“I find that I cannot exist without poetry – without
eternal poetry – half the day will not do – the whole of it – I began with a
little, but habit has made me a Leviathan.”
What moves
Keats to such a gleeful declaration? The
poet was twenty-one and had already reached his adult height of five feet – a
modest Leviathan, more Pip than Moby-Dick. His finest poems are two years in
the future, his death less than four. He begins writing a letter to his friend John Hamilton Reynolds on this date, April 17, in 1817, and completes it
the following day. Reynolds was a poet, playwright and journalist who for
several years worked as clerk for a London insurance company, the marvelously
named Amicable Society for Perpetual Assurance,
which nicely encapsulates the role Reynolds played in Keats’ life.
Earlier in the letter, written from
Carisbrooke on the Isle of Wight, Keats tells Reynolds he found a portrait of
Shakespeare hanging in the inn where he stayed. “Well—this head I have hung
over my books.” Many of us do this. Propped on my shelves are postcards of
Chekhov, Ulysses Grant and Louis Armstrong – tutelary spirits. Keats’ first
Shakespeare allusion is unannounced: “I see Carisbrooke
Castle from my window, and have found several delightful wood-alleys, and
copses, and quick freshes.” In The Tempest (Act III, Scene 2), Caliban
chirps:
“What a pied ninny’s this! Thou scurvy patch!

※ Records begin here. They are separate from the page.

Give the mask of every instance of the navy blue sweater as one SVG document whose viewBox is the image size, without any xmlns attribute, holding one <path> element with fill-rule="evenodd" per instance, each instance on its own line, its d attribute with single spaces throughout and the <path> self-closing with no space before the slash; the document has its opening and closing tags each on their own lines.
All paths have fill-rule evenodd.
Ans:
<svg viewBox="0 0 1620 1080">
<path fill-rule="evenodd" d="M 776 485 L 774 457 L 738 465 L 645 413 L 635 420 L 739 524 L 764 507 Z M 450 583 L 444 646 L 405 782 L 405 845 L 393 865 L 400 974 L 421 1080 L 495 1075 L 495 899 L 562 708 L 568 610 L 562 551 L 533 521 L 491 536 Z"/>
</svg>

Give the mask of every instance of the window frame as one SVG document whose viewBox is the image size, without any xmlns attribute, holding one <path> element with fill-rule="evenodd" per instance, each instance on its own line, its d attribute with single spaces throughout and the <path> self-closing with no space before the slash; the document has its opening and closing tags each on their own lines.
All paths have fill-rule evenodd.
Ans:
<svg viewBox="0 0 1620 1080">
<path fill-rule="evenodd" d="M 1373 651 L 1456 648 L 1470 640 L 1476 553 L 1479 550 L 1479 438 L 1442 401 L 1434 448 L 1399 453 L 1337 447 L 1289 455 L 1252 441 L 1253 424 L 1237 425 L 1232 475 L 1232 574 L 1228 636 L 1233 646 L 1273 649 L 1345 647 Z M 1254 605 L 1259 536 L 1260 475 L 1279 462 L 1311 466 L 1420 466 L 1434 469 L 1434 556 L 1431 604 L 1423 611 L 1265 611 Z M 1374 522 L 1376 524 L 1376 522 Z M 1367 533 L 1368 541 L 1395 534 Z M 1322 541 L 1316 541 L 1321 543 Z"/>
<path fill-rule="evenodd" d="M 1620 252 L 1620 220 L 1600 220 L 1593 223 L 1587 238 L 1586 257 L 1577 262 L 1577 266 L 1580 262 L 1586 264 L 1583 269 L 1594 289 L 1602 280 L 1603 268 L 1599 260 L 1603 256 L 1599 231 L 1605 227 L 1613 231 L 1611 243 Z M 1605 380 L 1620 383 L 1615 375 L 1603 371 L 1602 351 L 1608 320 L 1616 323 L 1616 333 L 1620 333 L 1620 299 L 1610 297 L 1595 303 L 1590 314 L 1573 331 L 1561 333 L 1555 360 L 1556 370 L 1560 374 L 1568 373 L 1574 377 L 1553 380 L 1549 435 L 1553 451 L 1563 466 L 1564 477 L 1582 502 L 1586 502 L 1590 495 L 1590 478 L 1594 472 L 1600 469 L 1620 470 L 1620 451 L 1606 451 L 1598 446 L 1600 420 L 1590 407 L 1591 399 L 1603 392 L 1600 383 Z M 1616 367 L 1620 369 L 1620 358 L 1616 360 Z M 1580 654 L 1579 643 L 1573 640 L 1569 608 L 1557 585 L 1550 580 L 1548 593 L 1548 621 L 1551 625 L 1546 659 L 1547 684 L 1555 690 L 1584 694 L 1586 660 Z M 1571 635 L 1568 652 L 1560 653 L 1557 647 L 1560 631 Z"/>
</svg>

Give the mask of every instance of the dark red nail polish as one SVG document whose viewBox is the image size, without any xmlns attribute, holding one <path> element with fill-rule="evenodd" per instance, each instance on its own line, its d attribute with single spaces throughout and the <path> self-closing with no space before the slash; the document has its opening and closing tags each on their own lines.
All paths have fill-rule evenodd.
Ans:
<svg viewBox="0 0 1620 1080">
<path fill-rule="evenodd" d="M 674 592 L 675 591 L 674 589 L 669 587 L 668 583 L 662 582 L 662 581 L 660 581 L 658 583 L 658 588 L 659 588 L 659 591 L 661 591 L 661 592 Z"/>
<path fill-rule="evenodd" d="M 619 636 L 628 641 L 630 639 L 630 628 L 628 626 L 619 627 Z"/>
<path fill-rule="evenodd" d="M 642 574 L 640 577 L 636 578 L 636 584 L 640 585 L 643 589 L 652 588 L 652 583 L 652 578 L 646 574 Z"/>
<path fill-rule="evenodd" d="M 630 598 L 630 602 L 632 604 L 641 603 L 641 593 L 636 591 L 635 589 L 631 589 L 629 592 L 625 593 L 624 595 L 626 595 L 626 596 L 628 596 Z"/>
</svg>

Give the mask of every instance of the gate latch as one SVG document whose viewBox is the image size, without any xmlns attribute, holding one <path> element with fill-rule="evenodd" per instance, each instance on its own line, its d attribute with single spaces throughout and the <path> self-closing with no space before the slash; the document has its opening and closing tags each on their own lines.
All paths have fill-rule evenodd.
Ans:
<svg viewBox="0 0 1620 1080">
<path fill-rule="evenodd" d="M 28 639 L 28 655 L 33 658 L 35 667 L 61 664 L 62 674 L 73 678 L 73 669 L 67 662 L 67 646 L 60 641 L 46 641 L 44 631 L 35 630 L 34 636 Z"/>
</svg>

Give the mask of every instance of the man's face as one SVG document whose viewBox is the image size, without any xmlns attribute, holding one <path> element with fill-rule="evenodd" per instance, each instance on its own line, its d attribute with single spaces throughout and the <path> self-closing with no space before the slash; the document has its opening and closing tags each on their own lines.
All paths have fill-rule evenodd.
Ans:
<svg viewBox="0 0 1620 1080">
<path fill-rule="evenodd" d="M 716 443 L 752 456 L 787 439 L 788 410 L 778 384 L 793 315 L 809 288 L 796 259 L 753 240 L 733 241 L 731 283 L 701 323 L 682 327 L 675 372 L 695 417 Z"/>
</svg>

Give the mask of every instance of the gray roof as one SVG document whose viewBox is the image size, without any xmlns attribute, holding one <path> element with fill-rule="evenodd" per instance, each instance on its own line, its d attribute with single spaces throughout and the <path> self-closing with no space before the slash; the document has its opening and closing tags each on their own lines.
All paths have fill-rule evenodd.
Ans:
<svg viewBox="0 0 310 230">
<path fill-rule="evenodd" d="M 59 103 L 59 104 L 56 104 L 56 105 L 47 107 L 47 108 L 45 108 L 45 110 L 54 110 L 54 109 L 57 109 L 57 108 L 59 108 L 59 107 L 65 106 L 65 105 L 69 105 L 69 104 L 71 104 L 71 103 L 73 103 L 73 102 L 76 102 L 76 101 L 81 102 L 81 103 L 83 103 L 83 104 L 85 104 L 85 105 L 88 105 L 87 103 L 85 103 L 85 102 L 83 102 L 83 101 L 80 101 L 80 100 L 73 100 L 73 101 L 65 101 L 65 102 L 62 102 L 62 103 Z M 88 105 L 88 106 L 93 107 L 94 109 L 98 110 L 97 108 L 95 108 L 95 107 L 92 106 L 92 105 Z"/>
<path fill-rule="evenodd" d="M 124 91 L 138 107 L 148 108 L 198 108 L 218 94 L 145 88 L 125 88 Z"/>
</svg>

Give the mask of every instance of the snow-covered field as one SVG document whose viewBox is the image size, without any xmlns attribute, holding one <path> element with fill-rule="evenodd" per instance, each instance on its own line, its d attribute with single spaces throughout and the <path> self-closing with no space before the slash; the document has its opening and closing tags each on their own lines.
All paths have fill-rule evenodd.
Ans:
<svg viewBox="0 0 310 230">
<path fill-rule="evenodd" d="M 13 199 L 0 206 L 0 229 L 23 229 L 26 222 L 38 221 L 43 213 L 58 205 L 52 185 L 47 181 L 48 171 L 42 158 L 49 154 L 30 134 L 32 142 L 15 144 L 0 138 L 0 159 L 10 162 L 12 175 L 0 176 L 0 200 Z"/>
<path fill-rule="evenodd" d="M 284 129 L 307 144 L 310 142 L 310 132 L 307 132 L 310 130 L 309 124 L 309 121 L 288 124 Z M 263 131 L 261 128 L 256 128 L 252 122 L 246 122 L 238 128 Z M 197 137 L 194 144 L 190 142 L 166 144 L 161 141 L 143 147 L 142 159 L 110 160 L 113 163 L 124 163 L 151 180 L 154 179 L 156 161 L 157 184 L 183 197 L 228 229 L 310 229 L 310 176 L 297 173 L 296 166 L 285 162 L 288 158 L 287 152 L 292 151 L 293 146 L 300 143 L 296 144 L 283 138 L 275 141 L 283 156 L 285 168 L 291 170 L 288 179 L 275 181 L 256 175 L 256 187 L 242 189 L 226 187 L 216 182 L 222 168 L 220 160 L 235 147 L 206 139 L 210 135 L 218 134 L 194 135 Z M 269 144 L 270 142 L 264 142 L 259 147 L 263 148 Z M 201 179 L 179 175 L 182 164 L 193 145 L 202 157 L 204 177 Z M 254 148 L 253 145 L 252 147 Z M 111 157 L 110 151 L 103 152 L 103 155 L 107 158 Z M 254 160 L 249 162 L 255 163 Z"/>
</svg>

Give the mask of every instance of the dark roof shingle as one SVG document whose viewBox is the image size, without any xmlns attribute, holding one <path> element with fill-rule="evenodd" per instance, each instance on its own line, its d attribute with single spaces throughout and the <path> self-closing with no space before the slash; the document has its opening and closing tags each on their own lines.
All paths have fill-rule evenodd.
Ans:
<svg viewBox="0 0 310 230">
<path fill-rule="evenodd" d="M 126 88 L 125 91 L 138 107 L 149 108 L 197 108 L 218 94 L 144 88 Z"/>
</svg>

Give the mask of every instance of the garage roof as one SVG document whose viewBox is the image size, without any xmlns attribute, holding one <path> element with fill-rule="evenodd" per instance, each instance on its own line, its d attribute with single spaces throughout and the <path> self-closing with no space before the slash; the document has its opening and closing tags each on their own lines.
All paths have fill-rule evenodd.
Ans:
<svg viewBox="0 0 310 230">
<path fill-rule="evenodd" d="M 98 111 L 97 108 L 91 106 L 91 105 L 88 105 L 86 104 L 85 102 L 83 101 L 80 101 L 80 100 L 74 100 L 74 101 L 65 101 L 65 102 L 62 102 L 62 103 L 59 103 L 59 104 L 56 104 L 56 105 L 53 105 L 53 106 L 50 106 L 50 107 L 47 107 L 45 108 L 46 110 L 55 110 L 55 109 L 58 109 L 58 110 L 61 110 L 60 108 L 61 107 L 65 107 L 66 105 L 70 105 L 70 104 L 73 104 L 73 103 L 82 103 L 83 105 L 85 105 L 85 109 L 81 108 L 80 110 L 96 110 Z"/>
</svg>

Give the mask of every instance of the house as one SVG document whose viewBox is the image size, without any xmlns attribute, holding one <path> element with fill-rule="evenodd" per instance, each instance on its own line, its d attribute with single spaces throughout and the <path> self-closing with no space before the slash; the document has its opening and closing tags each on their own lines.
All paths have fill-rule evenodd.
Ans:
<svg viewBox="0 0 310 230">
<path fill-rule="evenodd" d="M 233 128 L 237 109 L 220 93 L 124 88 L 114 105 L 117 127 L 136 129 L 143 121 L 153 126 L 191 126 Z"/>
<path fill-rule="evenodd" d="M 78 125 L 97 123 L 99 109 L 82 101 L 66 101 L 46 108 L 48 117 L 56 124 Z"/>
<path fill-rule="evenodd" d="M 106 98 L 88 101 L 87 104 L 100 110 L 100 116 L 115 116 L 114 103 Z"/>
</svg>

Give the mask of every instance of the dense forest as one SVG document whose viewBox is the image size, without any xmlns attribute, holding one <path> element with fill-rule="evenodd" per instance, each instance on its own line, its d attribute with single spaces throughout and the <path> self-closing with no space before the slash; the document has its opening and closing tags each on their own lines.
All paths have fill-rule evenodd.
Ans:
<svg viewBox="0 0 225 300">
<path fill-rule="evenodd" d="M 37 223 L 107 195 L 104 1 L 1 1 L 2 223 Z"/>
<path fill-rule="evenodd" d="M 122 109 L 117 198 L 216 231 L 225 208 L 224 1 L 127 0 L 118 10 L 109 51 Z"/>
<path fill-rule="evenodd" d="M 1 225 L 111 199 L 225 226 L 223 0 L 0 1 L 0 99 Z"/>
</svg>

I do beseech thy greatness, give him blows
And take his bottle from him: when that's gone
He shall drink nought but brine; for I'll not show him
Where the quick freshes are.”
I do beseech thy greatness, give him blows
And take his bottle from him: when that's gone
He shall drink nought but brine; for I'll not show him
Where the quick freshes are.”
The meaning is apparent from
context but the OED gives “of water:
Not salt or bitter; fit for drinking.” Clean water, unpolluted, potable. Though
young, Keats has absorbed Shakespeare, sees with his eyes, hears with his ears.
Two lesser references follow, from A
Midsummer Night’s Dream and The Merry
Wives of Windsor. Again, Keats makes no big show of his
Shakespeare-suffused sensibility:
“The wind is in a
sulky fit, and I feel that it would be no bad thing to be the favorite of some
Fairy, who would give one the power of seeing how our Friends got on, at a
Distance - I should like, of all Loves, a sketch of you and Tom and George [Keats’
brothers] in ink which [Robert] Haydon will do if you tell him how I want them.”
Finally, Keats writes: “From want of regular rest, I have been rather narvus -
and the passage in Lear -- `Do you not hear the Sea?’ -- has haunted me
intensely.” The allusion is to Act IV, Scene 6, Edgar’s cruel charade to
Gloucester: “Hark, do you hear the sea?” He includes a new sonnet, “On the Sea,”
and returns to Shakespeare the following day:
“I'll tell you what
- on the 23rd [of April] was Shakespeare born - now if I should receive a
letter from you and another from my Brothers on that day ’twould be a parlous
good thing. Whenever you write say a word or two on some Passage in Shakespeare
that may have come rather new to you, which must be continually happening, not
withstanding that we read the same Play forty times.”
Which he surely
had. Only at this point in his letter does he declare to Reynolds: “I find I
cannot exist without Poetry.”
1 comment:
I used to provoke students by saying that all great poetry was religious. Is Keats saying the same when he refers to poetry as "eternal", or does he mean only ever-present? If the former, then it seems to be a disqualification of the gushing kind that plays with sound and is rooted only in the self.